In 2017, Emma began to get sick near the end of July. At first, she was diagnosed with a stomach bug, but then the vomiting continued to the point of hospitalization. Over the next 8 months, we were in and out of doctors, specialists, undergoing tests, and hospitals before finally receiving a diagnosis of gastroparesis.
February of 2018 was the last time I saw my sweet girl.
No, she didn’t go missing, No she didn’t run away. She changed and the light that burned so bright inside of her began to grow dim. As a mother, this is a scary time for you. I blamed myself for being too caught up in my own life to realize what was going on in hers. With sickness comes some regression, so it was as if she didn’t want me out of her sight. I ended up taking FMLA from work to care for her, and I felt like we were closer than ever, but also when you only have your mom because you are sick, your friends move on and forget about you. The gastroparesis was so bad that she carried a pink hospital bath bucket everywhere that I fondly nicknamed “Bucky” because we just couldn’t get her well.
I have to pause here and give a shout out to my friends. The term “it takes a village” rings true here. I was a single mother working two jobs to try to get back on my feet. Single moms out there, never underestimate the power of these friendships. I also have to give a shout out to my work family, who took care of us when we first had to start over. I don’t know what I would have done without all of these precious souls that were there for me when my 20-year marriage came to an end, nor what I would do without them now, the ones who have stuck with me throughout this time. ‘
In February of 2018, not only did we get a diagnosis, but that was the first time that my daughter made a bad decision. As it all unfolded, I blamed the “friends” that she had chosen and the company she was surrounding herself with. After all, I had spent the last 8 months with her, felt closer than ever, could trust her to do the right thing always.
Boy, was I ever wrong.
I grounded her for 3 months with no phone. I rented a pregnancy vest with another mom friend to try and make her understand that these bad decisions could carry lifelong consequences. I could have sworn that she got it. In April, she got ungrounded and everything was going well, or so I believed. We moved into a new house, and here’s that scary C word again. I truly thought she had learned until I drove into the driveway one day and found her screen in my yard.
Then came the lies.
Frustrated, stressed out, and ready to give up on this entire parenting adventure together, I honestly was at a loss for what to do. This time I tried to involve her dad. That just ended being used against me later in court, as our relationship was still so tumultuous that it was an all-day war to ask him for anything. I finally ran across an all-girls school nearby and thought that would be my answer. I told her she needed to get a different job and straighten up or she was going to the all girls school. She did everything I asked. Again, I thought she had straightened up and we were working on rebuilding trust.

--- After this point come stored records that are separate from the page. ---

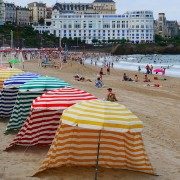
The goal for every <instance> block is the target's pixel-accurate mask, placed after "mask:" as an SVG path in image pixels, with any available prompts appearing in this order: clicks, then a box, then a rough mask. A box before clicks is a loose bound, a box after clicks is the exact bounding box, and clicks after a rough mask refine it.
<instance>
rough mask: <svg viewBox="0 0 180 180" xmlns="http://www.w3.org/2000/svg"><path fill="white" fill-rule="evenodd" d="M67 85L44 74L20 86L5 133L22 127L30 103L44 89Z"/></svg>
mask: <svg viewBox="0 0 180 180" xmlns="http://www.w3.org/2000/svg"><path fill="white" fill-rule="evenodd" d="M67 86H70V85H69V84H68V83H67V82H65V81H63V80H61V79H58V78H54V77H45V76H41V77H38V78H36V79H33V80H30V81H28V82H27V83H25V84H23V85H22V86H20V87H19V92H18V95H17V99H16V103H15V106H14V108H13V112H12V115H11V118H10V120H9V123H8V125H7V128H6V134H7V133H9V132H10V131H12V130H14V131H17V130H19V129H20V128H21V127H22V125H23V123H24V121H25V120H26V119H27V117H28V115H29V113H30V109H31V104H32V102H33V100H34V99H36V98H37V97H38V96H40V95H42V94H43V93H45V92H46V91H49V90H53V89H58V88H62V87H67Z"/></svg>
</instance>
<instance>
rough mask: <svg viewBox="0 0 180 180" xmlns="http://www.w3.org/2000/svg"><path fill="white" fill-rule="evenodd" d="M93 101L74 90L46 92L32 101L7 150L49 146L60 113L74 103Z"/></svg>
mask: <svg viewBox="0 0 180 180" xmlns="http://www.w3.org/2000/svg"><path fill="white" fill-rule="evenodd" d="M93 99H97V98H96V97H95V96H93V95H92V94H90V93H88V92H86V91H83V90H80V89H75V88H61V89H57V90H53V91H48V92H47V93H45V94H43V95H42V96H40V97H38V98H36V99H35V100H34V101H33V104H32V107H31V113H30V115H29V117H28V118H27V120H26V122H25V123H24V124H23V126H22V128H21V129H20V131H19V133H18V134H17V136H16V137H15V139H14V141H13V142H12V143H11V144H10V146H9V148H10V147H12V146H15V145H20V146H34V145H50V144H51V143H52V140H53V139H54V136H55V133H56V130H57V128H58V126H59V124H60V115H61V114H62V112H63V111H64V110H65V109H66V108H68V107H70V106H72V105H74V104H75V103H78V102H80V101H84V100H93Z"/></svg>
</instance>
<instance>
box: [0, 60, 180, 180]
mask: <svg viewBox="0 0 180 180" xmlns="http://www.w3.org/2000/svg"><path fill="white" fill-rule="evenodd" d="M99 69H100V68H98V67H92V66H88V65H85V66H83V65H80V64H77V63H75V62H70V63H67V64H63V67H62V69H61V70H59V69H55V68H50V67H47V68H42V67H39V66H38V63H37V62H35V61H32V62H26V63H25V71H30V72H38V73H40V74H43V75H48V76H55V77H59V78H61V79H64V80H65V81H67V82H69V83H70V84H72V85H73V86H74V87H76V88H79V89H83V90H86V91H88V92H90V93H92V94H94V95H95V96H96V97H98V98H101V99H104V98H105V97H106V94H107V88H109V87H111V88H112V89H113V91H114V92H115V93H116V96H117V99H118V100H119V103H121V104H124V105H125V106H126V107H127V108H129V109H130V110H131V111H132V112H133V113H134V114H136V115H137V116H138V117H139V118H140V119H141V120H142V121H143V123H144V130H143V139H144V143H145V147H146V150H147V153H148V155H149V158H150V160H151V163H152V165H153V167H154V169H155V172H156V173H157V174H158V175H159V176H151V175H147V174H143V173H137V172H132V171H127V170H119V169H118V170H117V169H102V168H100V172H99V179H103V180H106V179H107V180H178V179H179V178H180V144H178V143H180V78H171V77H166V79H167V80H166V81H162V80H158V81H155V80H153V75H151V76H150V78H151V79H152V80H153V82H152V83H150V84H155V83H159V84H160V85H162V87H151V86H145V85H146V84H147V83H144V82H143V77H144V75H143V74H139V73H137V72H132V71H124V70H112V69H111V75H105V76H103V82H104V84H105V87H103V88H100V89H97V88H95V86H94V80H95V79H96V78H97V73H98V72H99ZM124 72H126V73H127V74H128V75H129V76H130V77H133V76H134V74H138V75H139V77H140V82H138V83H135V82H123V81H122V75H123V73H124ZM76 74H81V75H83V76H84V77H85V78H90V79H91V80H92V81H93V82H78V81H75V80H74V78H73V76H74V75H76ZM159 77H160V76H159ZM6 125H7V121H6V120H3V121H2V120H1V121H0V141H1V146H0V179H3V180H4V179H5V180H6V179H7V180H11V179H12V180H16V179H17V180H21V179H22V180H24V179H47V180H51V179H53V180H56V179H57V180H61V179H62V180H86V179H87V180H90V179H94V168H80V167H74V168H66V167H63V168H58V169H53V170H48V171H46V172H44V173H42V174H39V176H38V177H30V176H32V175H33V174H34V173H35V172H36V171H37V169H38V167H39V166H40V164H41V161H42V160H43V159H44V157H45V155H46V154H47V151H48V147H43V148H40V147H38V148H37V147H34V148H29V147H28V148H20V147H18V148H16V149H14V150H12V151H9V152H5V151H3V150H4V149H5V147H6V146H8V145H9V143H10V142H11V141H12V140H13V138H14V137H15V135H4V134H3V133H4V131H5V128H6Z"/></svg>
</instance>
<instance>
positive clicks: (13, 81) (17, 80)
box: [0, 72, 40, 118]
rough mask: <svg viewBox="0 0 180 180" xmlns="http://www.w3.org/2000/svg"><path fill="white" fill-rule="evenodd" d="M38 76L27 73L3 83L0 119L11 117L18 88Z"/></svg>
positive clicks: (22, 74) (1, 99)
mask: <svg viewBox="0 0 180 180" xmlns="http://www.w3.org/2000/svg"><path fill="white" fill-rule="evenodd" d="M39 76H40V75H39V74H35V73H29V72H27V73H23V74H19V75H15V76H12V77H11V78H9V79H8V80H6V81H4V84H3V90H2V91H1V95H0V117H1V118H9V117H11V114H12V111H13V107H14V105H15V102H16V99H17V94H18V91H19V86H21V85H23V84H24V83H26V82H28V81H29V80H32V79H35V78H37V77H39Z"/></svg>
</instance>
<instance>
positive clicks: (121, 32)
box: [35, 10, 154, 43]
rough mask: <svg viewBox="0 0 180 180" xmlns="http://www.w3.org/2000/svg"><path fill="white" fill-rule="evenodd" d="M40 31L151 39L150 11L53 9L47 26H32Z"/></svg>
mask: <svg viewBox="0 0 180 180" xmlns="http://www.w3.org/2000/svg"><path fill="white" fill-rule="evenodd" d="M35 29H36V30H38V31H39V32H40V33H43V32H49V33H51V34H54V35H56V36H57V37H61V38H63V37H67V38H70V37H71V38H73V39H74V38H81V40H85V41H86V43H92V40H93V39H97V40H100V41H108V40H110V39H111V40H112V39H119V40H120V39H126V40H129V41H131V42H133V43H141V42H153V41H154V18H153V12H152V11H132V12H127V13H125V14H123V15H116V14H61V13H60V12H59V11H58V10H54V11H53V13H52V18H51V25H50V26H46V25H45V26H36V27H35Z"/></svg>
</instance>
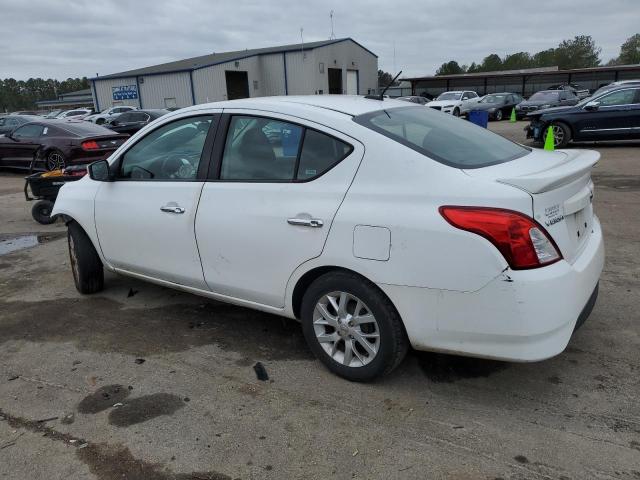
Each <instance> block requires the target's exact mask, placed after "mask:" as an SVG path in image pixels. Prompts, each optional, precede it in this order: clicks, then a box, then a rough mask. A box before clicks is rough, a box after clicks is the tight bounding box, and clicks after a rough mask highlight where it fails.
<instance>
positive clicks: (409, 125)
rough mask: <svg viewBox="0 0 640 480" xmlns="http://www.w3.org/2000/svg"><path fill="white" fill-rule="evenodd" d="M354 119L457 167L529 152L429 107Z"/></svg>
mask: <svg viewBox="0 0 640 480" xmlns="http://www.w3.org/2000/svg"><path fill="white" fill-rule="evenodd" d="M354 121H355V122H356V123H359V124H360V125H363V126H365V127H367V128H370V129H371V130H374V131H376V132H378V133H380V134H382V135H384V136H385V137H388V138H390V139H392V140H394V141H396V142H398V143H400V144H402V145H405V146H407V147H409V148H411V149H413V150H415V151H417V152H419V153H422V154H423V155H426V156H427V157H430V158H432V159H433V160H436V161H438V162H440V163H443V164H445V165H449V166H451V167H455V168H481V167H487V166H489V165H497V164H499V163H505V162H508V161H511V160H515V159H516V158H519V157H522V156H524V155H526V154H528V153H529V150H528V149H527V148H525V147H522V146H520V145H518V144H516V143H513V142H511V141H510V140H507V139H505V138H504V137H501V136H500V135H497V134H495V133H492V132H490V131H488V130H486V129H484V128H479V127H477V126H475V125H473V124H471V123H469V122H464V121H460V119H458V118H455V117H453V116H451V115H442V114H441V113H439V112H436V111H434V110H432V109H428V108H411V107H409V108H406V107H401V108H391V109H386V110H378V111H375V112H371V113H367V114H364V115H359V116H357V117H354Z"/></svg>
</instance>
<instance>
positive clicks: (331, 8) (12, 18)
mask: <svg viewBox="0 0 640 480" xmlns="http://www.w3.org/2000/svg"><path fill="white" fill-rule="evenodd" d="M331 10H333V11H334V31H335V35H336V37H338V38H341V37H352V38H353V39H355V40H356V41H358V42H360V43H361V44H362V45H364V46H365V47H367V48H369V49H370V50H371V51H373V52H374V53H376V54H377V55H378V57H379V67H380V68H382V69H384V70H386V71H389V72H391V71H393V70H400V69H402V70H403V71H404V73H403V76H405V75H407V76H409V75H431V74H433V73H434V72H435V70H436V68H437V67H438V66H439V65H440V64H442V63H443V62H445V61H448V60H451V59H454V60H457V61H458V62H460V64H469V63H471V62H472V61H476V62H478V61H480V60H482V58H483V57H484V56H486V55H488V54H489V53H497V54H499V55H500V56H504V55H506V54H508V53H514V52H518V51H527V52H532V53H533V52H536V51H539V50H543V49H546V48H550V47H554V46H556V45H557V44H558V43H559V42H560V41H561V40H563V39H568V38H573V37H574V36H575V35H591V36H592V37H593V38H594V40H595V41H596V43H597V44H598V45H599V46H600V47H602V54H601V59H602V60H603V61H604V62H606V61H608V60H609V59H610V58H612V57H614V56H617V55H618V53H619V50H620V45H621V44H622V42H624V40H625V39H626V38H628V37H629V36H631V35H633V34H635V33H640V0H608V1H603V0H580V1H570V0H569V1H557V0H534V1H516V2H514V1H513V0H482V1H475V0H457V1H445V0H421V1H416V0H410V1H409V0H407V1H405V0H401V1H385V2H376V1H375V0H348V1H345V0H324V1H317V2H310V1H300V0H278V1H269V0H267V1H265V0H233V1H227V0H216V1H213V0H0V32H1V33H2V38H3V41H2V42H0V78H7V77H13V78H16V79H27V78H29V77H44V78H49V77H52V78H58V79H65V78H67V77H81V76H87V77H93V76H95V74H96V73H99V74H101V75H106V74H109V73H115V72H119V71H123V70H129V69H133V68H139V67H144V66H149V65H155V64H158V63H163V62H168V61H172V60H178V59H183V58H187V57H193V56H198V55H204V54H207V53H211V52H224V51H232V50H242V49H245V48H259V47H267V46H275V45H283V44H289V43H297V42H299V41H300V28H303V29H304V31H303V35H304V40H305V41H315V40H324V39H327V38H329V35H330V32H331V29H330V21H329V12H330V11H331ZM394 44H395V52H396V53H395V61H394V53H393V52H394Z"/></svg>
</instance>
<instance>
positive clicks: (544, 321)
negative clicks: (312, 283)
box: [379, 217, 604, 362]
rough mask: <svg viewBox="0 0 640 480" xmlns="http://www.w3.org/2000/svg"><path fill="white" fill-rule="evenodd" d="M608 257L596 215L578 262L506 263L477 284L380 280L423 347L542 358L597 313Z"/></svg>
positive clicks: (442, 351)
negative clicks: (437, 283)
mask: <svg viewBox="0 0 640 480" xmlns="http://www.w3.org/2000/svg"><path fill="white" fill-rule="evenodd" d="M603 265H604V243H603V238H602V230H601V227H600V223H599V222H598V219H597V218H595V217H594V222H593V231H592V235H591V238H590V239H589V242H588V244H587V245H586V247H585V249H584V250H583V252H582V254H581V255H580V256H579V257H578V258H577V259H576V260H575V261H574V263H573V264H570V263H569V262H567V261H565V260H561V261H559V262H557V263H555V264H553V265H549V266H547V267H543V268H538V269H533V270H520V271H513V270H506V271H505V272H503V273H502V274H500V275H499V276H498V277H496V278H494V279H493V280H492V281H491V282H489V283H488V284H487V285H485V286H484V287H483V288H481V289H480V290H477V291H475V292H457V291H451V290H435V289H427V288H414V287H406V286H396V285H394V286H391V285H379V286H380V288H382V289H383V290H384V291H385V293H387V295H388V296H389V298H390V299H391V301H392V302H394V305H395V306H396V308H397V309H398V311H399V313H400V316H401V317H402V319H403V322H404V324H405V328H406V330H407V334H408V336H409V339H410V341H411V343H412V345H413V347H414V348H416V349H417V350H431V351H442V352H450V353H456V354H461V355H469V356H478V357H485V358H494V359H499V360H509V361H524V362H526V361H538V360H544V359H547V358H550V357H553V356H555V355H557V354H559V353H561V352H562V351H563V350H564V349H565V348H566V346H567V343H568V342H569V339H570V338H571V335H572V333H573V332H574V330H575V329H576V327H577V326H579V324H581V323H583V322H584V320H585V319H586V317H588V315H589V314H590V313H591V310H592V309H593V305H594V304H595V298H596V296H597V286H598V281H599V278H600V274H601V272H602V268H603Z"/></svg>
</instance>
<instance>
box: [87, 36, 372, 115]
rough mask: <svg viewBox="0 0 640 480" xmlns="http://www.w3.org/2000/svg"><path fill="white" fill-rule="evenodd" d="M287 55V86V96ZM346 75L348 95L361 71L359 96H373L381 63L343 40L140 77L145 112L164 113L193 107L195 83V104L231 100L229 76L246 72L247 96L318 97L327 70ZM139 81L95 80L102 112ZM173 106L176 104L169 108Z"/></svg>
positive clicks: (322, 89)
mask: <svg viewBox="0 0 640 480" xmlns="http://www.w3.org/2000/svg"><path fill="white" fill-rule="evenodd" d="M285 56H286V65H287V81H286V91H285V78H284V70H285V66H284V64H285ZM329 68H340V69H341V70H342V87H343V90H344V91H346V87H347V70H357V71H358V93H359V94H360V95H364V94H367V93H369V92H370V91H371V92H374V91H375V89H376V88H377V82H378V59H377V58H376V57H375V56H374V55H372V54H371V53H370V52H368V51H367V50H365V49H363V48H362V47H360V46H359V45H357V44H356V43H355V42H351V41H345V42H340V43H335V44H332V45H327V46H325V47H319V48H316V49H314V50H309V51H306V52H304V53H303V52H298V51H293V52H287V53H285V54H282V53H276V54H270V55H261V56H253V57H249V58H245V59H241V60H237V61H231V62H227V63H223V64H220V65H214V66H212V67H207V68H201V69H198V70H194V71H193V72H192V73H191V74H190V73H189V72H179V73H170V74H163V75H148V76H144V77H139V80H143V81H142V82H140V92H139V97H141V100H142V107H143V108H165V107H166V106H169V105H167V103H166V99H173V98H175V106H177V107H186V106H189V105H192V103H193V100H192V95H191V79H190V75H191V76H192V77H193V91H194V96H195V103H207V102H216V101H222V100H227V85H226V79H225V71H226V70H232V71H246V72H247V76H248V80H249V96H251V97H262V96H267V95H285V93H288V94H289V95H314V94H321V93H322V94H326V93H329V80H328V69H329ZM135 84H136V79H135V77H131V78H122V79H109V80H96V81H95V87H96V93H97V97H98V101H99V105H100V108H101V109H105V108H108V107H110V106H112V105H113V98H112V91H111V88H112V87H114V86H122V85H135ZM120 103H121V104H124V105H133V106H140V105H139V102H138V100H123V101H122V102H120ZM171 106H172V105H171Z"/></svg>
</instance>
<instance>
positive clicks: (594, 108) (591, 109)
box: [584, 100, 600, 110]
mask: <svg viewBox="0 0 640 480" xmlns="http://www.w3.org/2000/svg"><path fill="white" fill-rule="evenodd" d="M598 108H600V102H598V101H597V100H591V101H590V102H588V103H587V104H586V105H585V106H584V109H585V110H597V109H598Z"/></svg>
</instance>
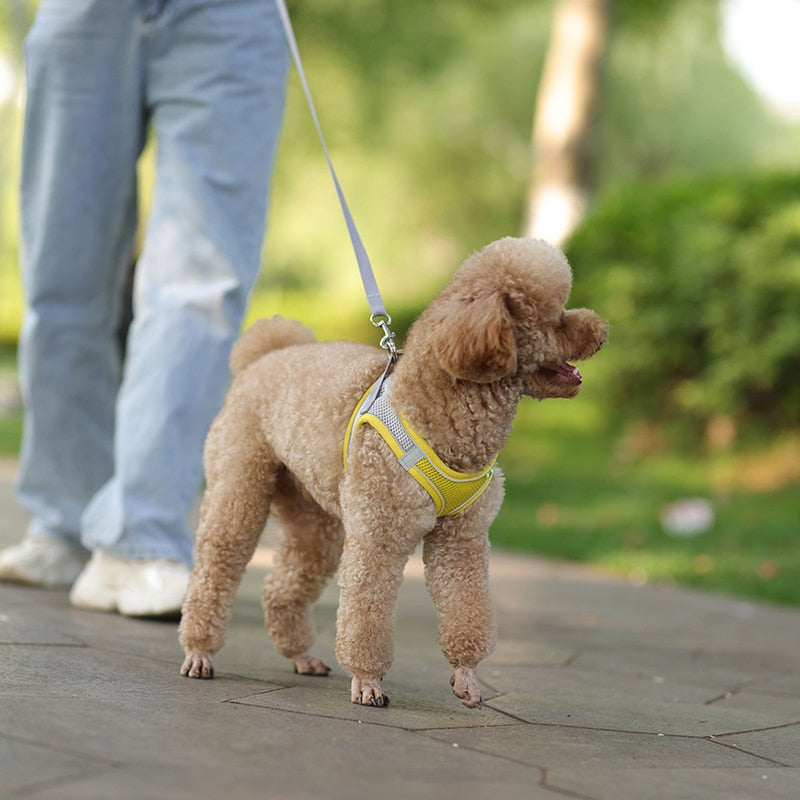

I bragged to my girlfriends that she was doing so great at her new job. She truly did get her work ethic from me, that I know is true. She has always been a hard worker, and good at whatever she did and was making good grades. Soon after she began working, my life changed again. She came home one day and told me she met a boy. A boy who she said was 17.
Today, I started my morning celebrating my daughters birthday with a court hearing for the restraining order I filed against that boy. When I should have been celebrating my daughter and spending the day with her, I spent it in court trying to protect her from the man I found in her closet.